Di Chiese intitolate a Santa Maria delle Grazie, a Napoli, ce ne sono ben quattro. Una di queste è in piazzetta Mondragone, nel cuore dei Quartieri Spagnoli, dove si incrociano le rampe Brancaccio, la discesa che arriva dal Corso Vittorio Emanuele e il dedalo di vicoli che porta a Monte di Dio. A metà del Seicento Elena Aldobrandini, vedova di Don Antonio Carafa, principe di Stigliano e duca di Mondragone, creò un Ritiro per vedove nobili e lo fece costruire in piazzetta Mondragone. La chiesa fu eretta proprio accanto tra il 1715 e il 1723, su progetto dell'architetto Arcangelo Guglielmelli (progettista anche della chiesa del Rosario alle Pigne in piazza Cavour), che nell’applicare il barocco romano alla chiesa la arricchì con marmi policromi, visibili soprattutto nelle grandi colonne composite che terminano con capitelli dorati.

Nel nuovo edificio fu inglobata, come sacrestia, anche l’antica chiesetta del Ritiro. Alla morte di Guglielmelli, gli subentrò Giovan Battista Nauclerio: fu lui a progettare la facciata della Chiesa, raccordata da una parte al prospetto del Ritiro e dall’altra ad un edificio, sempre di proprietà del complesso. Anche il pavimento in cotto e ceramica invetriata fu disegnato da Nauclerio che vi collocò al centro una luminosa e d ampia stella, da cui prendeva vita un complesso intrecci di rami, fiori e festoni. La posa in opera fu di Giuseppe Barberio, che a sue spese offrì le “riggiole” per l’abside. L'interno, a croce greca iscritta in un ottagono (forma scelta anche per lo scarso spazio a disposizione, che le conferisce una straordinaria somiglianza con la chiesa di Santa Maria Egiziaca a Pizzofalcone), presenta un paliotto in stucco di Giuseppe Scarola e arredi settecenteschi di Giuseppe Ricciardella; l'altare maggiore fu progettato da Ferdinando Sanfelice, l’architetto del Palazzo dello Spagnolo.

Come molti altri edifici danneggiati dai terremoti del 1688 e del 1732, agli inizi del XVII secolo fu sottoposta a significativi interventi di consolidamento anche per rispettare le nuove esigenze delle donne raccolte nell’istituzione dell’Aldobrandini, che si erano date una regola religiosa da seguire.

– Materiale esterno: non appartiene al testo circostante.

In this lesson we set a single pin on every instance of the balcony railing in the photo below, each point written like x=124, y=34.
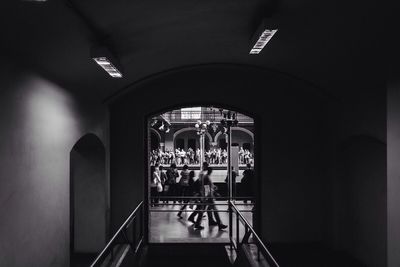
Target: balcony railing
x=178, y=116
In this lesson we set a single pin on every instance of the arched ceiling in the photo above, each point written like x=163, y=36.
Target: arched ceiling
x=333, y=44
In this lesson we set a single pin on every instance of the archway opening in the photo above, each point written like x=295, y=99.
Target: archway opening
x=88, y=200
x=195, y=144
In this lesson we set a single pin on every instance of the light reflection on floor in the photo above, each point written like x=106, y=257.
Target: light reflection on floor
x=167, y=227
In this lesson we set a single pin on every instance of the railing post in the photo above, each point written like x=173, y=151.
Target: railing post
x=237, y=232
x=134, y=234
x=230, y=223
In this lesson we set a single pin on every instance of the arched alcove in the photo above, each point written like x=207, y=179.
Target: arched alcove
x=88, y=197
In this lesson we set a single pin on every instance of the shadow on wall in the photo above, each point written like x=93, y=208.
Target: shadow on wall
x=359, y=200
x=88, y=197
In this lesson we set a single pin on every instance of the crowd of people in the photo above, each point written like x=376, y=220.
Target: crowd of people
x=187, y=189
x=215, y=156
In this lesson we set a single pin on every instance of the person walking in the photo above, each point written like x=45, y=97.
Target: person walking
x=188, y=192
x=207, y=191
x=155, y=185
x=172, y=174
x=247, y=183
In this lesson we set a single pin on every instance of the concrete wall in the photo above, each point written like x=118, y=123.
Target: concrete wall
x=89, y=195
x=393, y=169
x=355, y=221
x=40, y=123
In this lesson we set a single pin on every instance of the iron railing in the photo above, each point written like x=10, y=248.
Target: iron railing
x=130, y=233
x=261, y=248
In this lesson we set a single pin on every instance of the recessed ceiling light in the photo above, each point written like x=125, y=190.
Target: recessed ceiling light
x=103, y=57
x=262, y=41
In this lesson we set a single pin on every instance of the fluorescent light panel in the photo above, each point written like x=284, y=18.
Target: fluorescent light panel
x=108, y=67
x=264, y=38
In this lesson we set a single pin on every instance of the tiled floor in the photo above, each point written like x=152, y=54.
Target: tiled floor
x=166, y=227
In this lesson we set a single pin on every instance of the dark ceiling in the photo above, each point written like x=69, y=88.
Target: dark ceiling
x=332, y=44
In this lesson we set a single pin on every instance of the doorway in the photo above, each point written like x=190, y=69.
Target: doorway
x=191, y=136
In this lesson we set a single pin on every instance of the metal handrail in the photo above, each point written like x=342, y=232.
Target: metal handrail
x=125, y=225
x=256, y=237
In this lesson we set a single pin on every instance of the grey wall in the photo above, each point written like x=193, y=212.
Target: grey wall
x=356, y=185
x=89, y=193
x=393, y=169
x=40, y=123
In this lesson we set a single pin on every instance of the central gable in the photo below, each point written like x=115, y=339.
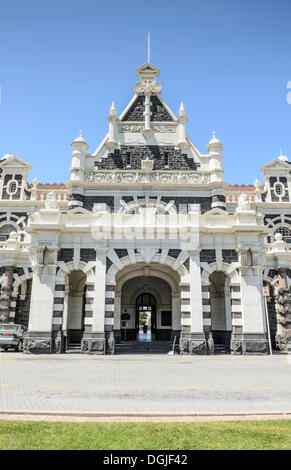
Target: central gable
x=158, y=110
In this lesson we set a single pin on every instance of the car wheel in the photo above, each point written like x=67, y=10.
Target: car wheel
x=19, y=347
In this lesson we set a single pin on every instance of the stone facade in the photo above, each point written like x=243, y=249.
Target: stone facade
x=146, y=227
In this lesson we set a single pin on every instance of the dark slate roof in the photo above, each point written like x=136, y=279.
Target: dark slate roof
x=158, y=110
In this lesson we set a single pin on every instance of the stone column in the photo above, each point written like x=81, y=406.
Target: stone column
x=282, y=278
x=253, y=315
x=39, y=337
x=117, y=317
x=176, y=316
x=6, y=294
x=196, y=341
x=95, y=342
x=283, y=300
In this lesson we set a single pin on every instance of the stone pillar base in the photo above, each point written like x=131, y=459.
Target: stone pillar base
x=93, y=343
x=255, y=343
x=283, y=343
x=236, y=343
x=117, y=336
x=194, y=343
x=176, y=333
x=98, y=343
x=38, y=342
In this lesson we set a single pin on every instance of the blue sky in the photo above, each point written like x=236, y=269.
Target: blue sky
x=63, y=62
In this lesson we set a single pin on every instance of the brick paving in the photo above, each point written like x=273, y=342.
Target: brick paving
x=145, y=385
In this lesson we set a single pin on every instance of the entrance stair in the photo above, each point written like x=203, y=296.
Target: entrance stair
x=73, y=347
x=221, y=349
x=145, y=347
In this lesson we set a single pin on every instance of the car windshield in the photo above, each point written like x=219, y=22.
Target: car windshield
x=8, y=327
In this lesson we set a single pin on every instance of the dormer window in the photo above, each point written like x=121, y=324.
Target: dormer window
x=5, y=232
x=166, y=159
x=128, y=160
x=12, y=187
x=286, y=234
x=279, y=189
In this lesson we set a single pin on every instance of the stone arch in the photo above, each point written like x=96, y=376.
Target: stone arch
x=140, y=270
x=150, y=290
x=273, y=281
x=166, y=275
x=166, y=208
x=157, y=259
x=64, y=269
x=230, y=270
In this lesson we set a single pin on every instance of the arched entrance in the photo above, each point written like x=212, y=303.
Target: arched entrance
x=151, y=298
x=162, y=285
x=272, y=314
x=74, y=327
x=146, y=317
x=220, y=307
x=23, y=303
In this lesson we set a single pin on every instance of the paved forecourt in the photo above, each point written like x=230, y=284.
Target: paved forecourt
x=145, y=384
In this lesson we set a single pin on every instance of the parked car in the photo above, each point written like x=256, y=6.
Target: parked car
x=11, y=336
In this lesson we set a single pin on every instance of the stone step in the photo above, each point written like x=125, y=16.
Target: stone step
x=142, y=348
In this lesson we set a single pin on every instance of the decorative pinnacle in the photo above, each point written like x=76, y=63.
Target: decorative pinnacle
x=113, y=109
x=257, y=184
x=182, y=111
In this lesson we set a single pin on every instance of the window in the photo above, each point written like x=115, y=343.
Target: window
x=279, y=189
x=128, y=160
x=286, y=234
x=12, y=187
x=5, y=232
x=166, y=158
x=166, y=318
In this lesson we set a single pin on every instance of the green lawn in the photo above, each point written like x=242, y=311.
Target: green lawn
x=160, y=436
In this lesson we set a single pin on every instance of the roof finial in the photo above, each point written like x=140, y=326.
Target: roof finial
x=149, y=46
x=113, y=109
x=182, y=111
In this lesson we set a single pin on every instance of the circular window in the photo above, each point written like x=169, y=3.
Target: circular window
x=286, y=234
x=279, y=189
x=12, y=187
x=125, y=316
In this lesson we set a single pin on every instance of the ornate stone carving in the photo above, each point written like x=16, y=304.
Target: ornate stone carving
x=235, y=346
x=184, y=346
x=156, y=177
x=284, y=318
x=59, y=343
x=210, y=345
x=197, y=347
x=93, y=346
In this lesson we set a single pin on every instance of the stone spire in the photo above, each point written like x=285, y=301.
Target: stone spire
x=281, y=157
x=112, y=131
x=182, y=119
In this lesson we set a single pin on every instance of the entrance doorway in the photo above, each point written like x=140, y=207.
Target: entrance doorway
x=146, y=312
x=220, y=307
x=272, y=314
x=146, y=317
x=74, y=327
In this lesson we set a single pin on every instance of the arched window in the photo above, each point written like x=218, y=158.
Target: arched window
x=286, y=234
x=5, y=232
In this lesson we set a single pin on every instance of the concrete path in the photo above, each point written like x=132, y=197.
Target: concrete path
x=145, y=384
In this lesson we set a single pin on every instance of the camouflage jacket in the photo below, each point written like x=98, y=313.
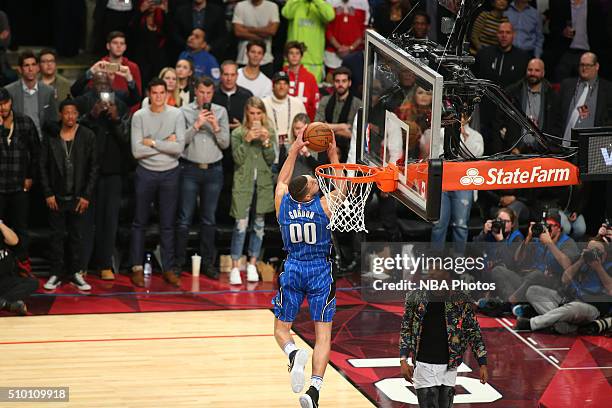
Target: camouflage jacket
x=461, y=326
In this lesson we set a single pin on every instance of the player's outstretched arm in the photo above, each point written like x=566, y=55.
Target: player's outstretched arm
x=284, y=177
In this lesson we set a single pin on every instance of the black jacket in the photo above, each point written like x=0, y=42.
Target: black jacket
x=504, y=68
x=214, y=26
x=112, y=138
x=84, y=158
x=234, y=103
x=603, y=113
x=517, y=93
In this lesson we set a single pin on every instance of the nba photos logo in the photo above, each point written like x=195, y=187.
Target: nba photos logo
x=607, y=155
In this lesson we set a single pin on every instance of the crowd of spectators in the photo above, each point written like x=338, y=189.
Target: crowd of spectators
x=184, y=90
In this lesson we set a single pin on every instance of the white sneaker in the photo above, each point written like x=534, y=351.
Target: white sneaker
x=252, y=275
x=79, y=282
x=235, y=278
x=296, y=370
x=52, y=283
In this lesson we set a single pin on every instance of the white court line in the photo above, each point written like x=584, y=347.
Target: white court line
x=528, y=344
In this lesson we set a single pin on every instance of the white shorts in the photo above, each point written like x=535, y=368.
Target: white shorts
x=433, y=375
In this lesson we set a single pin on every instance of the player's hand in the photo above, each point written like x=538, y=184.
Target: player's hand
x=332, y=149
x=299, y=142
x=484, y=375
x=407, y=371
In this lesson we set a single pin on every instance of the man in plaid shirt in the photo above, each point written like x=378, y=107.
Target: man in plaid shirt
x=19, y=151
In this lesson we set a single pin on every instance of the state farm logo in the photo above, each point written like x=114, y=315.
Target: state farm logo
x=472, y=176
x=497, y=176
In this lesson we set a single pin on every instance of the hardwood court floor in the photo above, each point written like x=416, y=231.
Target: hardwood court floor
x=184, y=359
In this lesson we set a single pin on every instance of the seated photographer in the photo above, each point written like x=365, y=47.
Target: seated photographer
x=503, y=229
x=14, y=287
x=586, y=295
x=542, y=257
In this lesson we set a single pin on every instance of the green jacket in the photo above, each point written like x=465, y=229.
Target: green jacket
x=461, y=326
x=247, y=158
x=307, y=23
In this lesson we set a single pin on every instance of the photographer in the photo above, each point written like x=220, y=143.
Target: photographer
x=437, y=327
x=504, y=230
x=14, y=288
x=202, y=172
x=586, y=295
x=108, y=117
x=544, y=254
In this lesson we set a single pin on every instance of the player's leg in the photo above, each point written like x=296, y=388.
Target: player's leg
x=287, y=304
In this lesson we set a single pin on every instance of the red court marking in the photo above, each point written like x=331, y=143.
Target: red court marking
x=135, y=339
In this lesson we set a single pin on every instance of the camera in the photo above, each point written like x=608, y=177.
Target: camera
x=108, y=97
x=112, y=67
x=538, y=228
x=498, y=226
x=591, y=255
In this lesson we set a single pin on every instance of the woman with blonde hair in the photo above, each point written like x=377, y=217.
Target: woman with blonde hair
x=185, y=82
x=253, y=188
x=168, y=75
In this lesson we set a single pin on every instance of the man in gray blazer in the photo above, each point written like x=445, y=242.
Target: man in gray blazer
x=31, y=96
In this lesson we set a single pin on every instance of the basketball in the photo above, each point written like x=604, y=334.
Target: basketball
x=319, y=135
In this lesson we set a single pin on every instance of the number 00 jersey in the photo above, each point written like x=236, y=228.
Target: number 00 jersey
x=304, y=229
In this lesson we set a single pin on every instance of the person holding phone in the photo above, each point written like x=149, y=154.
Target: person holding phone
x=202, y=172
x=254, y=154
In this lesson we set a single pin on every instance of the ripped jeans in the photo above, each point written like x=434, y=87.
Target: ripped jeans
x=436, y=397
x=255, y=237
x=455, y=210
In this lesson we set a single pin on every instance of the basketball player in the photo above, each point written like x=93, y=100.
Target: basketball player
x=303, y=217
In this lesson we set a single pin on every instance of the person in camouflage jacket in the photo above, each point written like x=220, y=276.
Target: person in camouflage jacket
x=462, y=329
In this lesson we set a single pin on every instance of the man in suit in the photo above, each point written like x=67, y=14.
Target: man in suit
x=201, y=14
x=576, y=26
x=31, y=96
x=536, y=98
x=585, y=101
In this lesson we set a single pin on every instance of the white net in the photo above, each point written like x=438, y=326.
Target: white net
x=346, y=198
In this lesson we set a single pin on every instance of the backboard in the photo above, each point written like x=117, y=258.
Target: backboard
x=401, y=119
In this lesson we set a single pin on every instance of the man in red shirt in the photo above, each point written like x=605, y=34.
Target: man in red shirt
x=345, y=34
x=302, y=83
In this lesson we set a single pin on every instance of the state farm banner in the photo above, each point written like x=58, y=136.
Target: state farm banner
x=509, y=174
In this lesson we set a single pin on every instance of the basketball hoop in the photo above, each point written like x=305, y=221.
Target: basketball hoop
x=347, y=187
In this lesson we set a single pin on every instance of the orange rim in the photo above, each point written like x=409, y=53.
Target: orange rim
x=370, y=178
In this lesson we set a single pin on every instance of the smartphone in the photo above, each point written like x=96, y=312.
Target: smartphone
x=108, y=97
x=113, y=67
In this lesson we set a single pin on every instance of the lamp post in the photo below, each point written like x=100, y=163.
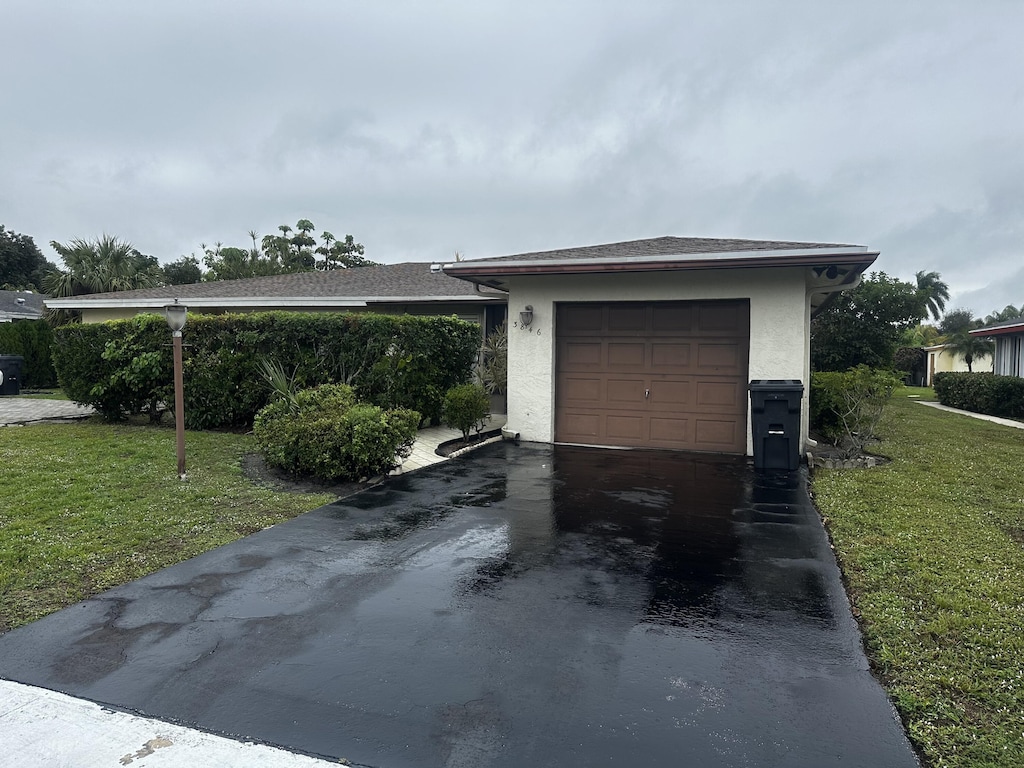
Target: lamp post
x=176, y=314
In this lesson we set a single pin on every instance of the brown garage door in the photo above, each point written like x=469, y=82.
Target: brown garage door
x=668, y=375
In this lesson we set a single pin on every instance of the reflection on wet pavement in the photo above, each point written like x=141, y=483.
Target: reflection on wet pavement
x=521, y=605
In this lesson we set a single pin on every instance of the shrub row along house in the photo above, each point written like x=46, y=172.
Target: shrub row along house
x=646, y=343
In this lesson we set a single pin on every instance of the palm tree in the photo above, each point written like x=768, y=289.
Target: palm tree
x=933, y=293
x=101, y=265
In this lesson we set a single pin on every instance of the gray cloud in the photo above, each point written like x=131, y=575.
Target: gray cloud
x=498, y=127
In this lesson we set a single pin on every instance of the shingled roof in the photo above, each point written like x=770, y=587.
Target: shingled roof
x=660, y=247
x=20, y=305
x=666, y=254
x=387, y=283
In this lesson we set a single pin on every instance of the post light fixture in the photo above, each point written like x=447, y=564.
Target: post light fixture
x=526, y=315
x=176, y=314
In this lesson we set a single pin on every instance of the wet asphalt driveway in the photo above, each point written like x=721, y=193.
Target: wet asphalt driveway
x=517, y=606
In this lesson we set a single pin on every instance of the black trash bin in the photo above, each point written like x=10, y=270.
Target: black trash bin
x=775, y=407
x=10, y=374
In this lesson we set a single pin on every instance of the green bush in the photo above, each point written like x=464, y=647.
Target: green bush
x=846, y=407
x=466, y=408
x=981, y=393
x=32, y=340
x=119, y=368
x=390, y=361
x=324, y=432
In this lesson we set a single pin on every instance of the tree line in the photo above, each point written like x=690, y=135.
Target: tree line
x=109, y=263
x=884, y=322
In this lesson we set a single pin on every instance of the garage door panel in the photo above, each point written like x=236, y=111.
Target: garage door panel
x=659, y=375
x=672, y=318
x=671, y=395
x=626, y=392
x=629, y=354
x=669, y=356
x=719, y=357
x=628, y=317
x=623, y=429
x=718, y=394
x=582, y=390
x=668, y=432
x=583, y=354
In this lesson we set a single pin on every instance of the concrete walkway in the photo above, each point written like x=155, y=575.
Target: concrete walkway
x=983, y=417
x=40, y=728
x=14, y=411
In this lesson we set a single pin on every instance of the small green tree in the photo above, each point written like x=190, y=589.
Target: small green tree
x=183, y=271
x=493, y=370
x=969, y=347
x=847, y=407
x=466, y=408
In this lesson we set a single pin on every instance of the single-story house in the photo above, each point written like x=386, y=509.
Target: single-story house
x=17, y=305
x=409, y=288
x=652, y=343
x=1009, y=337
x=647, y=343
x=941, y=359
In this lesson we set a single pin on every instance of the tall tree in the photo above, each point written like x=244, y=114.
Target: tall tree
x=956, y=322
x=865, y=325
x=22, y=264
x=1008, y=312
x=934, y=292
x=100, y=265
x=237, y=263
x=183, y=271
x=340, y=254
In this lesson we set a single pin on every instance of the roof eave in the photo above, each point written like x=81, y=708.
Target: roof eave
x=479, y=271
x=1015, y=329
x=280, y=302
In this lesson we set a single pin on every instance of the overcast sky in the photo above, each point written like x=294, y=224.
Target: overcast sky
x=494, y=128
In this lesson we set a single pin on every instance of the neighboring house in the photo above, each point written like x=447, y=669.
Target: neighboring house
x=1009, y=338
x=404, y=289
x=941, y=359
x=652, y=343
x=16, y=305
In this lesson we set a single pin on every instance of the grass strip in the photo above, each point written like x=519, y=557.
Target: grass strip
x=931, y=549
x=88, y=506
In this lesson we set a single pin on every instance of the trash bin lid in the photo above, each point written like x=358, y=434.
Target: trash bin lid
x=784, y=385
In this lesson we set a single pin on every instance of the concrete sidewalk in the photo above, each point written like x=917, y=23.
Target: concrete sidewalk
x=15, y=411
x=983, y=417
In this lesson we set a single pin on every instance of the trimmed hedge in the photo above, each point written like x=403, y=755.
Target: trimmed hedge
x=326, y=433
x=32, y=340
x=125, y=367
x=981, y=393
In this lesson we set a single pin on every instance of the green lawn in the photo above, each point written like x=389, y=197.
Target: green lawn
x=931, y=547
x=88, y=506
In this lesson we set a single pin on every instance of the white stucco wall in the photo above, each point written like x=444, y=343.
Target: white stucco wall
x=778, y=329
x=942, y=360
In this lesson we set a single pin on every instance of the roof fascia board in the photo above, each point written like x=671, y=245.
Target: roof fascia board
x=285, y=302
x=1015, y=329
x=729, y=260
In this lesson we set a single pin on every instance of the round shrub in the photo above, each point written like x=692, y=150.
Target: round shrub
x=327, y=434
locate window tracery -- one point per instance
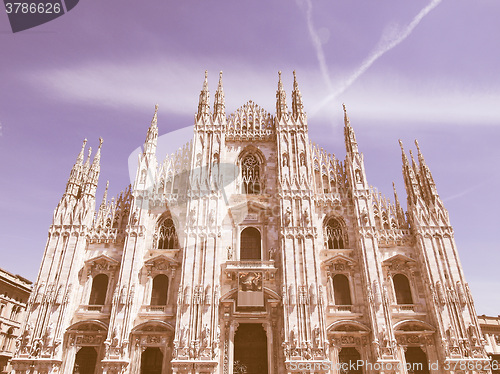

La porticina del tabernacolo e la balaustra del presbiterio, in cui è già evidente un’impronta neoclassica, furono realizzate intorno al 1790 da Gennaro Sammartino. Il contesto complessivo dello spazio antistante è oggi interrotto dal vuoto procurato dall’abbattimento dell’edificio sul fronte orientale, che, passato al demanio comunale, fu demolito a seguito dei danni ricevuti dal sisma del 1980. Nel 1915 divenne convitto per bambine orfane e ancora dopo fu una scuola popolare. Oggi è Polo Regionale della moda femminile con l'annesso Museo del Tessile e dell'Abbigliamento.